Powiedział kiedyś: Wolności! Ty najpierwsza z własności człowieka, bez której inne nikną i szczęście ucieka… Czy dziś ktoś jeszcze rozumie te słowa?
Książę Adam Jerzy Czartoryski (14 I 1770 †15 VII 1861) urodził się w Warszawie. Jego ojcem był książę Adam Kazimierz, matką Izabela z Flemingów – twórczyni pierwszego muzeum narodowego, Świątyni Sybilli w Puławach.
W Polsce należał do zdecydowanych zwolenników konstytucji 3 maja i nowoczesnej reformy państwa. W wojnie z Rosją 1792 był oficerem kawalerii. Otrzymał Order Virtuti Militari. Pełnił ważne stanowiska w państwie rosyjskim, by uczyć się sztuki rządzenia i mieć wpływ na sprawy polskie.
W czasie kongresu wiedeńskiego (1815) uczynił wszystko, by jak najwięcej uratować z polskiego stanu posiadania. Był m.in. kuratorem szkolnym w tzw. guberniach zachodnich, czyli na terenach Rzeczypospolitej wcielonych do Rosji. Rozbudował sieć szkół parafialnych z językiem polskim. Podał się do dymisji po głośnej sprawie filomatów wileńskich (1823).
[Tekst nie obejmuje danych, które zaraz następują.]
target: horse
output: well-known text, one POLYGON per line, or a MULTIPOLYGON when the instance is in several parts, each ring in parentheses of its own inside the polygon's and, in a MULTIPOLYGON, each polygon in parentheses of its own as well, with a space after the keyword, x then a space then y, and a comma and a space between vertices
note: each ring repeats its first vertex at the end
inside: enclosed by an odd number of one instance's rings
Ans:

Już wtedy pokazał, że zna granice „orientacji rosyjskiej”.
Był przedtem doradcą młodego cesarza rosyjskiego Aleksandra I, z którym Polacy wiązali wielkie nadzieje na złagodzenie tradycyjnego rosyjskiego samodzierżawia i na demokratyczne reformy Rosji oraz autonomię dla ziem polskich i jej mieszkańców. Niestety, były to płonne nadzieje, zła tradycja rosyjska zwyciężyła i z czasem Aleksander upodobnił się do swych despotycznych poprzedników.
Już kilka dni po wybuchu Powstania Listopadowego ten realista, uważany przez przeciwników za rusofila, został prezesem powstańczego Rządu Tymczasowego! Nie wierzył w zwycięstwo militarne, ale chciał demonstracji polskiej siły, by zawrzeć korzystną ugodę z carem. Ryzykował wielki majątek i całe swe życie dla Polski.
Po upadku powstania ruszył na polityczną emigrację. Niedawny doradca cara, wybrał w momencie próby ognia polski interes narodowy. Reprezentował orientację rosyjską w Polsce tylko do pewnej granicy, za którą był polski interes narodowy. Cesarz Mikołaj I skazał go na śmierć.
Wybudował w Turcji osadę, nazwaną na jego cześć Adampolem. Osiedlali się tu oficerowie Powstania Listopadowego. Książę myślał o przyszłej konfrontacji zbrojnej z Rosją, z pomocą jej naturalnego wroga –Turcji. W 1843 r. kupił Hôtel Lambert, który stał się centrum Wielkiej Emigracji politycznej Polaków. Do 1839 r. realny był projekt ogłoszenia księcia Adama królem Polski. Projekt upadł, ale i tak polscy emigranci uważali go za króla wszystkich Polaków.
Przeszedł przez życie, dobrze czyniąc dla świętej polskiej Sprawy. Godzien jest naszej pamięci.